There are hopes that a new trail from Cochrane to Canmore will soon be completed, which will add a portion to the Trans Canada Trails’ (TCT) Great Trail, a network of recreational trails throughout Canada that link the country together.
Trans Canada Trail (TCT) is a non-profit organization that supports the development of The Great Trail and as a community-based project, TCT does not own or operate any section of the trail.
According to Alex Baum, a project lead and local advocate for the path, Alberta’s TCT pathway is only 60 per cent complete.
“Some of the provinces and territories are already 100 per cent done.
“My wife and I just enjoy what this part of the country lends itself to. We can hardly wait till the weekend gets here to be out doing some adventurous things outdoors. We’re not alone cause we’re all here for variations of that,” Baum said.
“As we kind of looked at what’s all happening around us, you know the legacy trail from Canmore to Banff and the blossoming of that trail and what it’s meant to those two communities. We watched even our trails in Cochrane here and what it’s doing to our community.”
There are several things that need to come together for the trail to become a reality, “including negotiating with the leaders of the Stoney Nakoda Nation, as the trail would have to cut through their land to connect with Canmore,” as stated in the Cochrane Eagle.
“The Stoney Nakoda, our neighbours, they’re doing their best to dream the dream with us,” Baum said.
“The province is discussing the Highway 22 1A intersection and among those discussions is the 1A expansion which is drastically over due. So all of those provincial discussions would assist in many ways the possibility of the great trails coming through our communities,” Baum said.
A statement from the three Stoney Nakoda Chiefs said the nation is involved in the visionary planning.
“As with all development in the Bow Corridor, the Nation would be pleased to participate in this visioning and will assess whether such a trail through our territory would be an enhancement to our community,” the statement read.
“As Nakoda people we are a welcoming Nation and already have highways and railways travelling through our lands. At the present time, the highway between Canmore and Cochrane is unsafe and we are looking to the federal and provincial governments to make the highways safe.

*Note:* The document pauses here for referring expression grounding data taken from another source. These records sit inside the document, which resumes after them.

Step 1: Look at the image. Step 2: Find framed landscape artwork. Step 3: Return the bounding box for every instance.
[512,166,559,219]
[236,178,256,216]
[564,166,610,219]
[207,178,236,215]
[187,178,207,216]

If the highway is made safe for travel, adding a trail to this highway route might be an economic benefit to our community. We will continue to monitor this visioning process to see if that is the case.”
Trisha Kaplan, Trail Development Manager for Western and Northern Canada, said each trail is developed by locals with the help of the TCT group.
“This may be a local group, municipality, provincial government, or Indigenous community. TCT works with these partners, providing funding and other support for the development of the trail. Highway upgrades also present an opportunity for trail development and improvements,” Kaplan said, adding there are a number of trails that run through First Nation territory.
“When a trail is developed by a local group, including Indigenous communities, other authorities and stakeholders are consulted on the project. TCT also looks to see if there is local support for the project before registering a new section of the Trail with our network. All Trail sections must be built by, or in cooperation with, the local authority.”